Again at this point you are probably thinking:
- “If only real life were this simple? People don’t tend to spill the beans that easily do they?”
- “I’m not convinced even right now that Tom has told me all the truth or that he’s doing so willingly. Can I be sure that this isn’t just the partial confession of someone who has already been caught out?”
- Even if this is “all” that there is, surely this in itself is serious. Does he realise and will he accept how serious this is? It’s easy isn’t it to hide behind the “we only formed a ‘platonic’ relationship” excuse and ignore the fact that adultery is committed first in the heart and that already a relationship appears to be in progress providing a counterfeit rival to the exclusive commitment required in marriage.
These are all good points which again we will want to talk through. At this stage though let’s just highlight how the Doctrine of the Trinity will shape our presuppositions as we begin to talk things over.

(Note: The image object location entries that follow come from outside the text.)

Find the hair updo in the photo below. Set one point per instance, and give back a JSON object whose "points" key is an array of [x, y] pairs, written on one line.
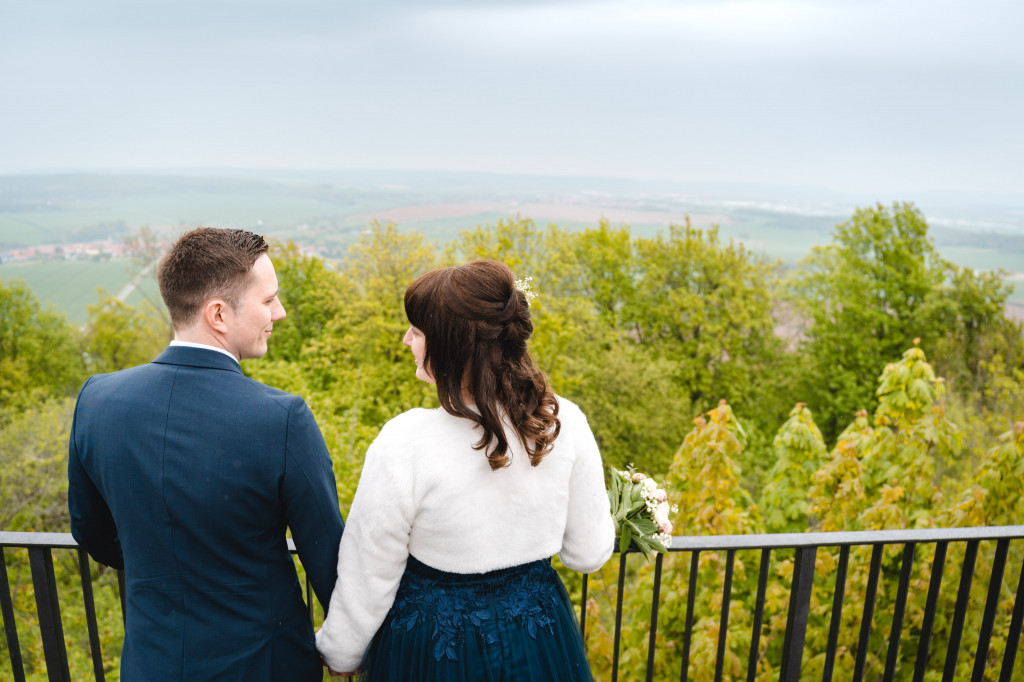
{"points": [[475, 324]]}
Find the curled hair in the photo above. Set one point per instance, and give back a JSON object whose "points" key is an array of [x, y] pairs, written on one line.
{"points": [[206, 263], [475, 324]]}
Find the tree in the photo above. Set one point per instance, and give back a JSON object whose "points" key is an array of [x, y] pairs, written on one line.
{"points": [[39, 354], [800, 451], [119, 336], [880, 284]]}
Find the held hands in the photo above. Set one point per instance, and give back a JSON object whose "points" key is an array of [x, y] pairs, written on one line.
{"points": [[335, 673]]}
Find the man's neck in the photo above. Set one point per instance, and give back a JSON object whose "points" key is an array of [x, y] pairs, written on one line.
{"points": [[196, 338]]}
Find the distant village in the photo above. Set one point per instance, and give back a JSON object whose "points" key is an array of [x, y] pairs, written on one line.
{"points": [[99, 250]]}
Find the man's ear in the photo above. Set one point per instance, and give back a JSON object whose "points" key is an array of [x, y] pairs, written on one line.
{"points": [[215, 312]]}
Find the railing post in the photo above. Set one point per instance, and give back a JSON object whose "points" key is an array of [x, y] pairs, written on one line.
{"points": [[90, 614], [583, 608], [653, 616], [121, 595], [994, 585], [44, 584], [619, 615], [863, 641], [724, 624], [796, 623], [10, 626], [1013, 637], [759, 609], [837, 615], [934, 585], [690, 598], [960, 611]]}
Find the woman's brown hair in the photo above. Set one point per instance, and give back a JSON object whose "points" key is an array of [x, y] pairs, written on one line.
{"points": [[475, 324]]}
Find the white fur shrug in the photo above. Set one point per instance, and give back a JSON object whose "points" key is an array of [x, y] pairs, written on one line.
{"points": [[424, 491]]}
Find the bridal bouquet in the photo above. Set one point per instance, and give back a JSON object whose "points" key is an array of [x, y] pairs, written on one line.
{"points": [[640, 509]]}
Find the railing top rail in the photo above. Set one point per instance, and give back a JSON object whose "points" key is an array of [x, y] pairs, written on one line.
{"points": [[794, 540], [687, 543], [53, 540]]}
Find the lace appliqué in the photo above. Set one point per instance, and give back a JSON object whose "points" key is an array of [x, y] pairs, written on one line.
{"points": [[522, 596]]}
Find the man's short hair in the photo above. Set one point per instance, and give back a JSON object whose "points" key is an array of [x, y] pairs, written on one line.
{"points": [[207, 263]]}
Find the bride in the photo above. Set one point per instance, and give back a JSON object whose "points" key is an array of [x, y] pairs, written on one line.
{"points": [[443, 569]]}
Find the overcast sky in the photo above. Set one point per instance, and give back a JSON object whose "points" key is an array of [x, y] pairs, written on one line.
{"points": [[853, 95]]}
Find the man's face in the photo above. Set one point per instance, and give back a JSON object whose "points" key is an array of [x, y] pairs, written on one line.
{"points": [[249, 327]]}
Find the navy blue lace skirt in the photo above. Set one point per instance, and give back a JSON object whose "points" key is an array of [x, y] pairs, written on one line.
{"points": [[504, 626]]}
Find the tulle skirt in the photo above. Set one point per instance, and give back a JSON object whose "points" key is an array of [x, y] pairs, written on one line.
{"points": [[504, 626]]}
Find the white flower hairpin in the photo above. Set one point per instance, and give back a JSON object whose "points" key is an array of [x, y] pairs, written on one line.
{"points": [[527, 291]]}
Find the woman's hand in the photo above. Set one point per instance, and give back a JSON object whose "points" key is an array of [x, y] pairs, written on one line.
{"points": [[335, 673]]}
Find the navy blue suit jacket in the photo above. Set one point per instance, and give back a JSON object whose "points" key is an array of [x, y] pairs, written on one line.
{"points": [[186, 473]]}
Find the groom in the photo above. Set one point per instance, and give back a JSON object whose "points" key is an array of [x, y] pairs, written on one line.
{"points": [[187, 474]]}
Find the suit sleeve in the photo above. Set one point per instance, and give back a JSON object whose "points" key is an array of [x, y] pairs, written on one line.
{"points": [[91, 521], [590, 533], [310, 500]]}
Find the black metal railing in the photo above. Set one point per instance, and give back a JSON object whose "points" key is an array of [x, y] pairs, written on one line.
{"points": [[805, 549]]}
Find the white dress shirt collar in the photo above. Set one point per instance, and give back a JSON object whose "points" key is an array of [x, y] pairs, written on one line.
{"points": [[189, 344]]}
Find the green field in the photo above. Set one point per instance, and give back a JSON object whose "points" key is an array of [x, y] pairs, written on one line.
{"points": [[71, 285], [37, 210]]}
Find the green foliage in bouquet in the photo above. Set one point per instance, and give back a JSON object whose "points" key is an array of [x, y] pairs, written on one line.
{"points": [[640, 510]]}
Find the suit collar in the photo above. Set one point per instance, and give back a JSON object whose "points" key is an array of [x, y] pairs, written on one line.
{"points": [[187, 356]]}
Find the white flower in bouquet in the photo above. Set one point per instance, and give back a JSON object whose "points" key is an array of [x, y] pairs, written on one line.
{"points": [[641, 510]]}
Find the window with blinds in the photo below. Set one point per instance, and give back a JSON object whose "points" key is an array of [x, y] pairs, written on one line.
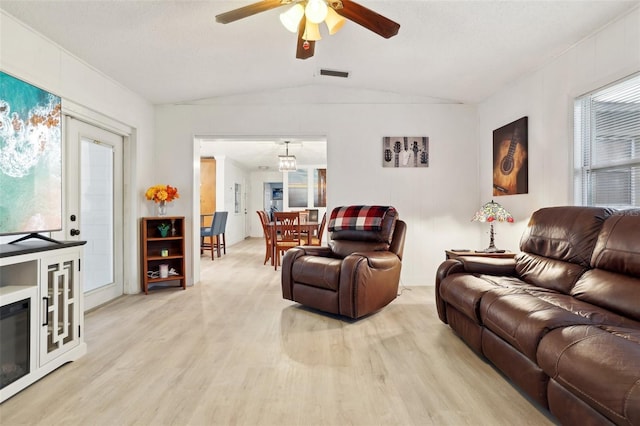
{"points": [[607, 146]]}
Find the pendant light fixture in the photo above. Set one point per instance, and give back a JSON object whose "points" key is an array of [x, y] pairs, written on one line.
{"points": [[287, 163]]}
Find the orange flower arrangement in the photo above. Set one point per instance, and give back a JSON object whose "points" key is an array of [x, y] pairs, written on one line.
{"points": [[160, 193]]}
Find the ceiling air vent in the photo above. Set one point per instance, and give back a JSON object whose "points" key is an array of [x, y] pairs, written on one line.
{"points": [[333, 73]]}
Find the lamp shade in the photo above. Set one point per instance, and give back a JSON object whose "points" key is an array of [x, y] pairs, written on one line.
{"points": [[334, 21], [291, 18], [492, 212], [311, 32], [316, 11]]}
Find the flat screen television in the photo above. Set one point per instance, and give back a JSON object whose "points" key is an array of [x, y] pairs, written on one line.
{"points": [[30, 159]]}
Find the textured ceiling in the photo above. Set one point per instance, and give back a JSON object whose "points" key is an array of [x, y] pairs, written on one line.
{"points": [[173, 51]]}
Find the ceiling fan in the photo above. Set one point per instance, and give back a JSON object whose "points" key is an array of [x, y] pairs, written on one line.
{"points": [[305, 15]]}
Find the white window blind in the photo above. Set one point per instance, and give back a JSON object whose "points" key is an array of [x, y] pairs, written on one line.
{"points": [[607, 146]]}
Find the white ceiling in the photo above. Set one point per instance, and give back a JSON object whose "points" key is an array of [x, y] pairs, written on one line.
{"points": [[173, 51], [262, 154]]}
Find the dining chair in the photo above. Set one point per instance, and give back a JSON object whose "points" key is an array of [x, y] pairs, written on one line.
{"points": [[285, 233], [264, 221], [205, 232], [217, 231], [316, 240]]}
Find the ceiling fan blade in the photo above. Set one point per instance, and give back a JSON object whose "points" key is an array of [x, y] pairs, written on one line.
{"points": [[252, 9], [301, 52], [368, 18]]}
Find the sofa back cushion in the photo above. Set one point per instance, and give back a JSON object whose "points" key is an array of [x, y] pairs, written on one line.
{"points": [[557, 245], [614, 281]]}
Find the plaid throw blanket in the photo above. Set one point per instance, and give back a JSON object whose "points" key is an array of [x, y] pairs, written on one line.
{"points": [[358, 218]]}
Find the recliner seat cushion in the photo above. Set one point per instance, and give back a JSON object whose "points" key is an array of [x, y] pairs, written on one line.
{"points": [[316, 271]]}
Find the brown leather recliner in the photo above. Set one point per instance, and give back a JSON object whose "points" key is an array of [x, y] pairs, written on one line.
{"points": [[357, 274]]}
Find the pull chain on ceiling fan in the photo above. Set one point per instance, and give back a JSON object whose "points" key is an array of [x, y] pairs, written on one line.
{"points": [[305, 16]]}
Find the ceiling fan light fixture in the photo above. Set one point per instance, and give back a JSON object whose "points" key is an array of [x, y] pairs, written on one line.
{"points": [[316, 11], [334, 21], [291, 18], [311, 32]]}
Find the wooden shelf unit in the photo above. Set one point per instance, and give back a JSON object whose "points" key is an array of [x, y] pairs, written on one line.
{"points": [[157, 250]]}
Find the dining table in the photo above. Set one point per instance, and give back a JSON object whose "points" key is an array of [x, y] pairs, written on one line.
{"points": [[308, 228]]}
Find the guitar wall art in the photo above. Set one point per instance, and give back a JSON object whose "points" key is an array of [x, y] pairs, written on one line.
{"points": [[405, 151], [510, 162]]}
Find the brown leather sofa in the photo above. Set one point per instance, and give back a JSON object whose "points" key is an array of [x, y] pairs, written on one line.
{"points": [[562, 319], [357, 274]]}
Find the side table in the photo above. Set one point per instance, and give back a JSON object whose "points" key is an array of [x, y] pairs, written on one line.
{"points": [[453, 254]]}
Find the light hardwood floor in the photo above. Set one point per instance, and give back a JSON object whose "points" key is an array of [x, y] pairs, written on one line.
{"points": [[231, 351]]}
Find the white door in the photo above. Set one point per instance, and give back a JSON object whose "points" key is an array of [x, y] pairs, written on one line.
{"points": [[94, 207]]}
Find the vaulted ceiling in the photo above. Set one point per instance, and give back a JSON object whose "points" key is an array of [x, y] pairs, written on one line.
{"points": [[173, 51]]}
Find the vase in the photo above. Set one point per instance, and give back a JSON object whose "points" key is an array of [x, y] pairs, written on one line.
{"points": [[162, 208]]}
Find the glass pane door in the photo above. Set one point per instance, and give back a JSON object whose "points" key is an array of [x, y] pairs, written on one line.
{"points": [[97, 222]]}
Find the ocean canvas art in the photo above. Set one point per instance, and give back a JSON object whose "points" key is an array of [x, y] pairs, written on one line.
{"points": [[30, 158]]}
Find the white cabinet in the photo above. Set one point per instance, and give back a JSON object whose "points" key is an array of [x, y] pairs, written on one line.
{"points": [[42, 311], [59, 289]]}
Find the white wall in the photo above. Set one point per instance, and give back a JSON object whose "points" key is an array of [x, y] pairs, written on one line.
{"points": [[546, 97], [33, 58], [256, 199], [437, 202], [233, 174]]}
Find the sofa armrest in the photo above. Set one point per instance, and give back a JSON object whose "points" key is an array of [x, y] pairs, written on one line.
{"points": [[470, 265], [488, 265]]}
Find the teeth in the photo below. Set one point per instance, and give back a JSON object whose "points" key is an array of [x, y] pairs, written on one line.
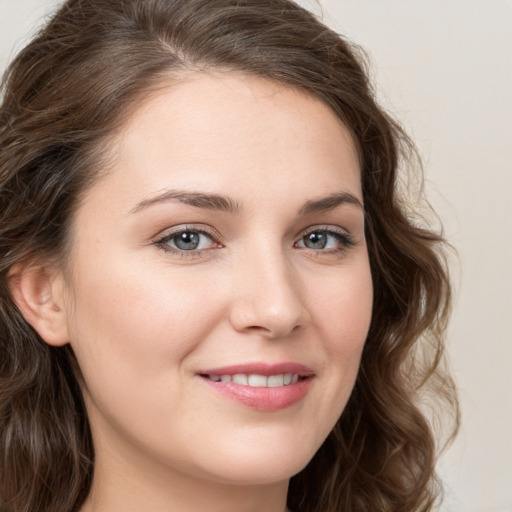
{"points": [[257, 381], [240, 378]]}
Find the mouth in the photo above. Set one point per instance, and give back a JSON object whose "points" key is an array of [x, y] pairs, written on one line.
{"points": [[257, 381], [260, 386]]}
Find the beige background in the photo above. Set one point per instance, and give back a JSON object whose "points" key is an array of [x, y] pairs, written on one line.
{"points": [[444, 68]]}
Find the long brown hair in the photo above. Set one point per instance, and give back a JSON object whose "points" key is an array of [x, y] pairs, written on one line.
{"points": [[62, 97]]}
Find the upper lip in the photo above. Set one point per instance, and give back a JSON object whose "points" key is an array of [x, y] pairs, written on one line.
{"points": [[259, 368]]}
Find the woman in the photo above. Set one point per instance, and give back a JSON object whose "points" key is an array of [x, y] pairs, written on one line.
{"points": [[212, 295]]}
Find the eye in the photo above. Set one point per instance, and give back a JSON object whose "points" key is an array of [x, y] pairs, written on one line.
{"points": [[187, 240], [328, 240]]}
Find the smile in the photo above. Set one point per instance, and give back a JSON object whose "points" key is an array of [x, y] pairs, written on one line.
{"points": [[257, 381], [260, 386]]}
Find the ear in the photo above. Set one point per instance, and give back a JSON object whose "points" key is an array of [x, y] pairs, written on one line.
{"points": [[38, 293]]}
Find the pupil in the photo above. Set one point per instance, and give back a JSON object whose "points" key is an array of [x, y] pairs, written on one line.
{"points": [[187, 241], [316, 240]]}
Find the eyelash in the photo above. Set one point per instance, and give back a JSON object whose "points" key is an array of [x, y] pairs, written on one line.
{"points": [[345, 241]]}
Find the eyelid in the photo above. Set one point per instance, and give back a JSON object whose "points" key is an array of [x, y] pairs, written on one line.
{"points": [[162, 239], [343, 235]]}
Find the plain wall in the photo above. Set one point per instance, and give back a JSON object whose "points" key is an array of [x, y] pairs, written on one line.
{"points": [[444, 68]]}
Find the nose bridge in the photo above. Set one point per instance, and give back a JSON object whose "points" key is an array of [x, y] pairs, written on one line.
{"points": [[268, 297]]}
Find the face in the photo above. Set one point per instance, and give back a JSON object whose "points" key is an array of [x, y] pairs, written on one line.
{"points": [[220, 291]]}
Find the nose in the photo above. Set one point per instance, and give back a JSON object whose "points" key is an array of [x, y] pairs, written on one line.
{"points": [[268, 298]]}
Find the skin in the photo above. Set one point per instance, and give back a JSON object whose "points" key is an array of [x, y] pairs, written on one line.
{"points": [[143, 321]]}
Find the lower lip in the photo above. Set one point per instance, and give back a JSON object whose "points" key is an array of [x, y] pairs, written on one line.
{"points": [[264, 398]]}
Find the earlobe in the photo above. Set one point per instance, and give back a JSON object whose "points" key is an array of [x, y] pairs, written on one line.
{"points": [[38, 293]]}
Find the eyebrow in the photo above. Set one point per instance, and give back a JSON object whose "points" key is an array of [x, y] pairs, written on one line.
{"points": [[330, 202], [226, 204], [198, 199]]}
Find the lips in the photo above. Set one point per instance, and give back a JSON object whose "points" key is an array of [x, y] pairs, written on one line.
{"points": [[260, 386]]}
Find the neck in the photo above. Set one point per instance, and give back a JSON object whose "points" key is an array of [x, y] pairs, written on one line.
{"points": [[136, 486]]}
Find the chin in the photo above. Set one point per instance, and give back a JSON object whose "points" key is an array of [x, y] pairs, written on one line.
{"points": [[261, 463]]}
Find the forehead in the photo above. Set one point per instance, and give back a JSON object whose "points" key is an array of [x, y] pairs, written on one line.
{"points": [[217, 132]]}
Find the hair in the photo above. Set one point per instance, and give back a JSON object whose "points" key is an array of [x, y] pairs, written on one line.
{"points": [[65, 93]]}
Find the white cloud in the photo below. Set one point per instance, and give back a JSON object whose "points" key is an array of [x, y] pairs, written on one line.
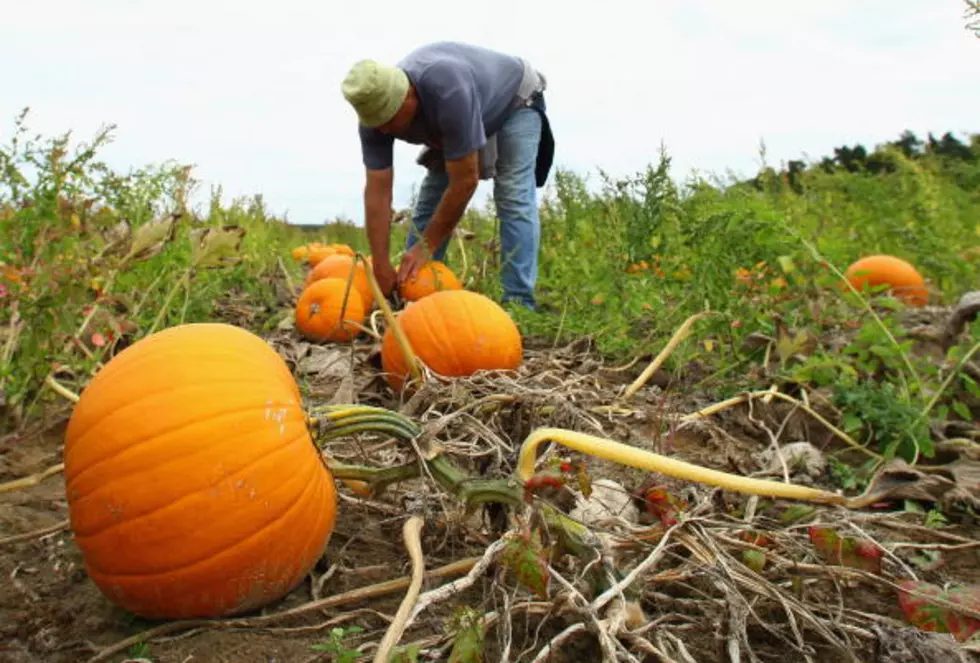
{"points": [[249, 90]]}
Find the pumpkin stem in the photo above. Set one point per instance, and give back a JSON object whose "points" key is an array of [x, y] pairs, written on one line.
{"points": [[410, 357], [647, 460]]}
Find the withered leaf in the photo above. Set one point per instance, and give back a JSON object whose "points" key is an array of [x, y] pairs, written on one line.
{"points": [[151, 238], [117, 236], [216, 247], [944, 484]]}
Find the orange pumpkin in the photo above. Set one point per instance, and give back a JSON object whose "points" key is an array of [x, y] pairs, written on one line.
{"points": [[339, 267], [455, 333], [318, 311], [905, 282], [433, 276], [194, 488]]}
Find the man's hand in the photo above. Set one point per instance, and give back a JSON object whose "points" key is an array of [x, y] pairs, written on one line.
{"points": [[413, 260], [385, 275], [464, 177]]}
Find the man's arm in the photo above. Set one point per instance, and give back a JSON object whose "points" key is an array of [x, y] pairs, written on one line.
{"points": [[377, 212], [464, 177]]}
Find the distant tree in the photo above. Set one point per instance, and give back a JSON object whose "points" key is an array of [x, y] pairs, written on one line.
{"points": [[851, 159], [909, 144], [949, 146]]}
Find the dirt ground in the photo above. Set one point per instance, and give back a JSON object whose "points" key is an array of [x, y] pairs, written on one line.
{"points": [[50, 612]]}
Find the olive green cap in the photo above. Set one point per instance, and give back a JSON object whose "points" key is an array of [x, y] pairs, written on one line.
{"points": [[376, 91]]}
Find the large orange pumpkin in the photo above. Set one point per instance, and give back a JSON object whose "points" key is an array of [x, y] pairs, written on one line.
{"points": [[904, 280], [339, 266], [455, 333], [433, 276], [194, 488], [318, 311]]}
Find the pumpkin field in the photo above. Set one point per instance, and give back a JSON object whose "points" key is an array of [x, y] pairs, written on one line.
{"points": [[740, 424]]}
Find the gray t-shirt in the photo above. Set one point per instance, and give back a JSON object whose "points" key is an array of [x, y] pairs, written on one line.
{"points": [[465, 94]]}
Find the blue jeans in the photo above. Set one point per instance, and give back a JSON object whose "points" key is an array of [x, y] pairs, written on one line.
{"points": [[514, 194]]}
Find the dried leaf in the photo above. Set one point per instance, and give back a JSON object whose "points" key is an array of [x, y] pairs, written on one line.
{"points": [[151, 238], [325, 362], [789, 346], [528, 561], [928, 616], [216, 247], [117, 237], [845, 550], [958, 481]]}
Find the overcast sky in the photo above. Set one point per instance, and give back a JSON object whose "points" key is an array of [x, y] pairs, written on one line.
{"points": [[250, 91]]}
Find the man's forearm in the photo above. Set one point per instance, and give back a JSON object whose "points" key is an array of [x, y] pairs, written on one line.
{"points": [[377, 222], [448, 212]]}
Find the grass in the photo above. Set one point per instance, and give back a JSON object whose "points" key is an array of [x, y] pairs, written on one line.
{"points": [[624, 262]]}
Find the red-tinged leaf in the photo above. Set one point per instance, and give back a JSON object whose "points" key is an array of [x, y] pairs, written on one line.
{"points": [[663, 505], [845, 550], [528, 561], [583, 478], [920, 612], [540, 481]]}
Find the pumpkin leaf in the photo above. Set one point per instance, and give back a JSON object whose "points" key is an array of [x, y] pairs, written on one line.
{"points": [[216, 247], [928, 616], [541, 480], [754, 559], [528, 561], [116, 237], [663, 505], [583, 478], [845, 550], [151, 238], [469, 640]]}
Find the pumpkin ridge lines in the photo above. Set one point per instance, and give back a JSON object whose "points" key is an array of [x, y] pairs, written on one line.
{"points": [[150, 354], [429, 324], [195, 492], [229, 547], [289, 443], [159, 433], [170, 388]]}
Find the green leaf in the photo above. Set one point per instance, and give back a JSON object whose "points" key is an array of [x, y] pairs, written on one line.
{"points": [[468, 645], [846, 550], [527, 559], [754, 559], [961, 409]]}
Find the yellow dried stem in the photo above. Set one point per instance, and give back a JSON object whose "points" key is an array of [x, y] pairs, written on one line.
{"points": [[675, 340], [411, 533], [647, 460], [410, 358]]}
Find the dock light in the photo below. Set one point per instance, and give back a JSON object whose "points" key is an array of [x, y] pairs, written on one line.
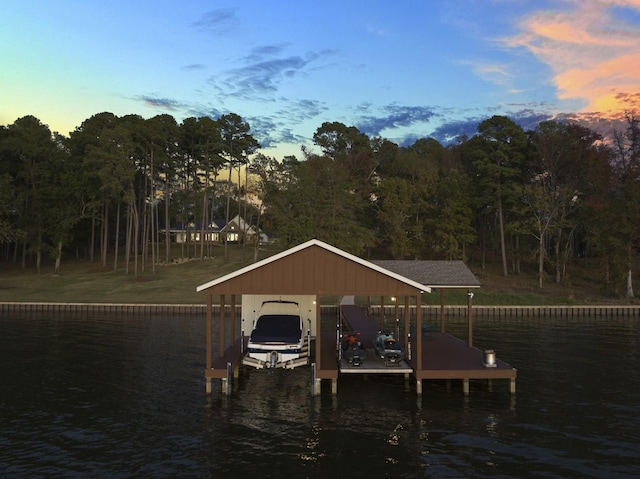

Once again, the key foundation is that God is Love. The Trinity presses home the point that this love is eternal and essential to his character. For the people involved in this messy situation this provides three levels of good news.
- It gives Tom and Gladys an insight into what love should be like, what the true nature of love is. Love isn’t something we fall into and fall out of. If God’s love is eternal then it is characterised by faithfulness. When God calls Tom and Gladys to love each other faithfully and not to give up on each other, he is calling them to do something that he does. Faithfulness is essential to God’s loving character. Just as The Father eternally loves the Son, so the Father and Son have shown covenant faithfulness to us. It’s no this basis that God tells us to keep on loving even through the dry and difficult spells.
- This eternal love is inherent to God but not to us. He is infinite, we are finite. He is perfect, we are fallen. We will fail. We do not match up to his perfect standard. This means two things. First of all, it means that we are going to have to work at faithfulness. We cannot expect t things to come together easily. So when Tom and Gladys look forward and see that the path ahead is going to be difficult and painful as they try to sort things out, there’s no surprise. It is going to be costly but then they married “For richer, for poorer, for better, for worse, in sickness and in health.” This is good news because it stops them and us walking into the counselling situation thinking that we’re going to wave some spiritual magical wand over the situation.
- This eternal love offers the promise that He will never leave us on our own to face the problem. It means that His grace and forgiveness are on offer. This is good news because it means it is possible for Tom and Gladys to face up to what is ahead and to be even more honest than they already have been.